The diplomats said Taliban operations in Pakistan, particularly in Baluchistan, appeared to be so extensive that Pakistan's military intelligence service (ISI), which has a sprawling network along the Afghan border and across Pakistan, must be aware of it. They said security in Afghanistan's south and east was not going to improve unless Pakistan dealt with the Taliban inside its borders.
Pakistani officials dismissed the allegations and said their forces were doing all they could to apprehend Taliban members. The NYT quoted Maj-Gen. Shaukat Sultan, spokesman for the Pakistani military, as saying the Taliban were thriving inside Afghanistan, not Pakistan. "This is totally absurd", Sultan said of the accusations.
(The Taliban, a hardline Islamic religious movement made up of Afghans, was financed and equipped by the ISI when it won control of most of Afghanistan in 1996. Its leader, Mullah Muhammad Omar, later gave shelter to Bin Laden and Al-Qaeda, who were mostly Arabs and other foreigners. Pakistan's military backed the Taliban in the 1990s as a means to give Pakistan "strategic depth" if it were attacked by India. After 9/11, Musharraf announced that Pakistan had severed all ties with the Taliban and was siding with the US in the fight against terrorism. But when American forces invaded Afghanistan in late 2001, thousands of Taliban fighters fled into Pakistan).
At the centre of the debate lies the question of Musharraf's intentions and his control over his intelligence and military leaders. The NYT quoted a senior US military officer in Washington as saying: "Musharraf does not have complete control over everybody. But he's trying methodically to do what he can. When he kicks over a rock and the cockroaches scurry, he tries to kill them".

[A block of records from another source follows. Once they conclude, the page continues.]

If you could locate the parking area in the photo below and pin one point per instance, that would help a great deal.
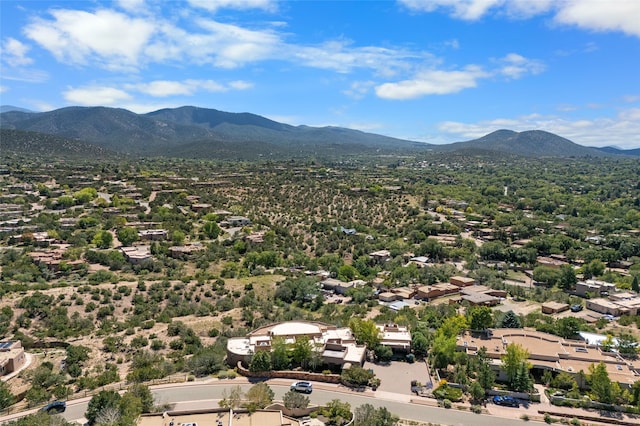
(396, 376)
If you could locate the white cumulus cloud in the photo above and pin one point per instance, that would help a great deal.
(619, 15)
(14, 52)
(596, 15)
(80, 37)
(96, 95)
(215, 5)
(432, 82)
(620, 130)
(515, 66)
(165, 88)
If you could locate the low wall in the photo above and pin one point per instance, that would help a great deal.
(289, 374)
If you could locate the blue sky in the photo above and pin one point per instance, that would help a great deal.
(437, 71)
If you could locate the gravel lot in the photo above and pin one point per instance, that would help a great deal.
(396, 376)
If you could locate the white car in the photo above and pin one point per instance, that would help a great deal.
(305, 387)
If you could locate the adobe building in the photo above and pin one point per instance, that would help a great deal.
(337, 345)
(549, 352)
(217, 417)
(12, 357)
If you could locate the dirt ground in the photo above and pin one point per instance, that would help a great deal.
(396, 377)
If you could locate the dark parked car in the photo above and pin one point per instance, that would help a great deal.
(508, 401)
(54, 407)
(305, 387)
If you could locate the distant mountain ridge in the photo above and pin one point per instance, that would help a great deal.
(171, 131)
(530, 143)
(190, 131)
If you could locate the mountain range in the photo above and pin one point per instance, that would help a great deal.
(190, 132)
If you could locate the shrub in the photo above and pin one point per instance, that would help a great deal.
(356, 376)
(447, 392)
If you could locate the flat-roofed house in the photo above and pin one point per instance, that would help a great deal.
(430, 292)
(594, 287)
(380, 256)
(337, 286)
(387, 296)
(549, 352)
(550, 308)
(217, 417)
(606, 306)
(153, 234)
(395, 336)
(462, 281)
(404, 292)
(337, 345)
(137, 254)
(12, 357)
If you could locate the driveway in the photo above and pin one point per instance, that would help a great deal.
(396, 376)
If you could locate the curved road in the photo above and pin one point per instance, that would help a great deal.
(207, 395)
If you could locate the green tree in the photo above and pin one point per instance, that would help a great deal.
(522, 382)
(476, 391)
(127, 235)
(280, 359)
(102, 239)
(105, 401)
(368, 415)
(546, 275)
(480, 317)
(40, 419)
(231, 398)
(514, 356)
(293, 399)
(85, 195)
(260, 361)
(627, 345)
(211, 230)
(419, 344)
(6, 397)
(144, 395)
(177, 237)
(510, 320)
(259, 396)
(301, 352)
(337, 411)
(365, 332)
(356, 376)
(383, 353)
(568, 327)
(567, 279)
(601, 387)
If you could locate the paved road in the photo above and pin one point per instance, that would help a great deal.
(191, 396)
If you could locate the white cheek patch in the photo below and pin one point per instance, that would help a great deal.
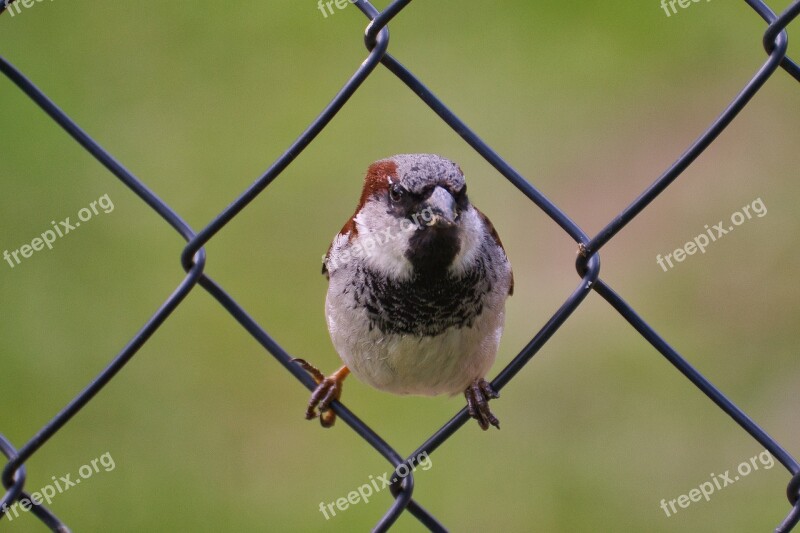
(384, 242)
(472, 233)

Other US officials say it is difficult for Musharraf to control isolated tribal areas along the border because of alliances built up between the tribesmen and the Taliban. Still others argue that he is playing a double game with the US. He hopes to keep the Taliban alive to influence events in Afghanistan, particularly if the US should capture Bin Laden and abandon the region. The NYT quoted one Western diplomat in Kabul as saying of Musharraf and his allies: "They think we don't have the staying power to stay here indefinitely. There will be another play for Afghanistan, and they would like to have some horses". A debate is going on in Washington over how much to press Musharraf on the Taliban issue.